That is based on the _assumption_ the previous employer did not withdraw the old I-140. I wouldn't recommend that to any H1B visa holder.

1 comments

Yes it is based on an assumption you work for a _legitimate_ employer and not some shady consultant. I'll use your statement to prove that it's a fair assumption in the average case.

> So, say I set aside 1 year for the new employer to get all the internal budgeting approvals and initiate my GC process

On one hand, you claim that it takes a year for the employer to get your GC going. And now to withdraw it (which will include the same filing fee + lawyer fees - time spent= thousands of dollars) it takes them less than a month (or few months) to budget this?

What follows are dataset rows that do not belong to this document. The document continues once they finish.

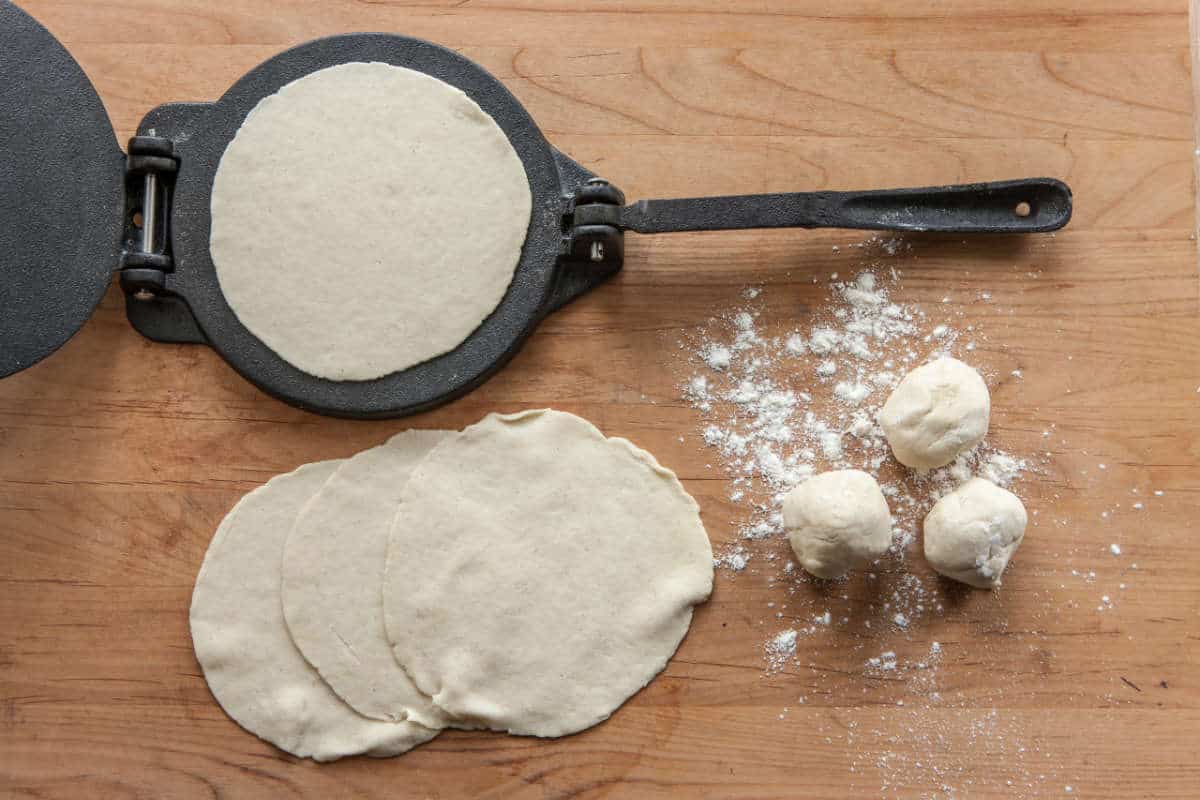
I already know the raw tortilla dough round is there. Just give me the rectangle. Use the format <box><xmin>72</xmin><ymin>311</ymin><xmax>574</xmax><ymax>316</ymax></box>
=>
<box><xmin>282</xmin><ymin>431</ymin><xmax>450</xmax><ymax>728</ymax></box>
<box><xmin>384</xmin><ymin>410</ymin><xmax>713</xmax><ymax>736</ymax></box>
<box><xmin>210</xmin><ymin>62</ymin><xmax>532</xmax><ymax>380</ymax></box>
<box><xmin>925</xmin><ymin>477</ymin><xmax>1028</xmax><ymax>589</ymax></box>
<box><xmin>184</xmin><ymin>462</ymin><xmax>437</xmax><ymax>762</ymax></box>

No proper company would want to spend another penny on an outgoing employee. And this is a completely sane assumption. You can choose to disagree, in which case I'm sorry to say, you're paranoid.

>On one hand, you claim that it takes a year for the employer to get your GC going. And now to withdraw it (which will include the same filing fee + lawyer fees - time spent= thousands of dollars) it takes them less than a month (or few months) to budget this?

Why do you say withdrawal need to be done in a month? To pack-up an H1-B visa holder, withdrawal only has to be done within the 2.5 years.

Also, withdrawing I-140 is more about sending a message to the other H1-B employees to not leave. Companies are glad to cough up few hundred bucks to send that message.

Ok. So this is how a conversation between an HR and the finance department in a _legitimate_ company goes: "We need to send a message to the rest of the H1B employees, so please budget $X thousand for withdrawing an old employee's I140"

Yeah right. You make it sound like this witch hunt is normal course of action. It clearly is not in a legitimate company.